One notable detail that single-handedly undermines any pretense of realism across numerous episodes is the fact that evidence that would actually require days or weeks to analyze comes back to the CSI team within moments. Ultimately, this is one of many specifics of forensic work the series incorporates unrealistically. An episode from Season 4 of "CSI: New York" even features what is arguably one of the dumbest hacking scenes of all time across both film and TV.

The one time "CSI" really took too much liberty with reality, however, pertained not to its investigators but to the victim of one of the violent crimes they're tasked with investigating.

Cassie's survival in Season 6 defies all logic

In the "CSI" Season 6 episode "Gum Drops," its protagonists investigate what appears to be the murder of a family of four, made all the more puzzling by the fact that blood from only three family members is left at the scene of the crime.

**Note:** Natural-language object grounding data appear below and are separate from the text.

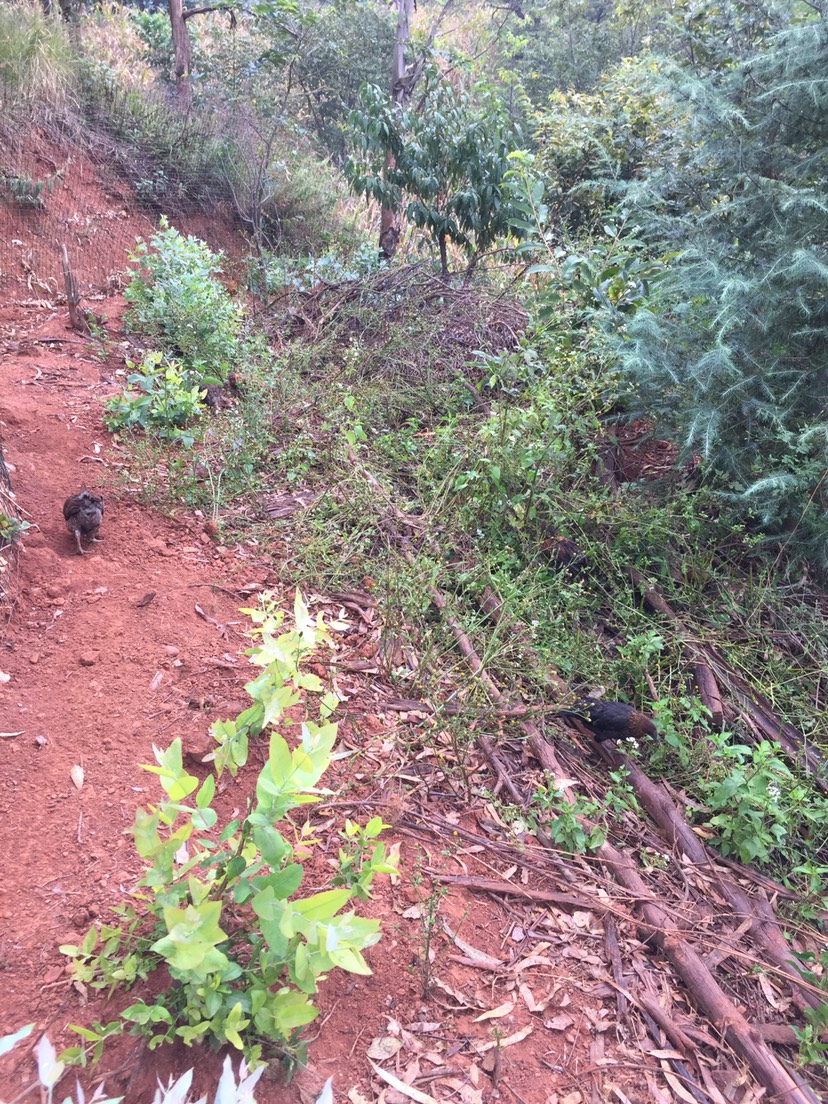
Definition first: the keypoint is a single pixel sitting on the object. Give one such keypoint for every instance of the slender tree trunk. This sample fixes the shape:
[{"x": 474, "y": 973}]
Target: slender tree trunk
[
  {"x": 400, "y": 92},
  {"x": 181, "y": 51},
  {"x": 443, "y": 257}
]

While blood from two parents and an older son are present, evidence of their missing daughter Cassie (Mary Mouser) is absent entirely. Nearing the episode's end, investigator Nick Stokes (George Eads) discovers Cassie still living, albeit close to death.

User Elementaryfan, in a post to the "CSI" Reddit, found the means of Cassie's survival, revealed when Nick finds her still living, to be the most unrealistic moment in the entire series. In total, Cassie survives not only having her throat slit by her captors, but being left for dead for two full days with no sustenance or means to attend to her wound, entirely unconscious.

While some over-the-top "CSI" moments are hypothetically possible — like scenes where an investigator will identify a criminal by zooming into a photo of the eyeball of a bystander present at the scene of a crime — no degree of futuristic technology could explain Cassie's survival in "Gum Drop." Having someone live through an untreated slit throat for two days while unconscious is far outside the realm of possibility, and an instance of "CSI" truly taking things too far.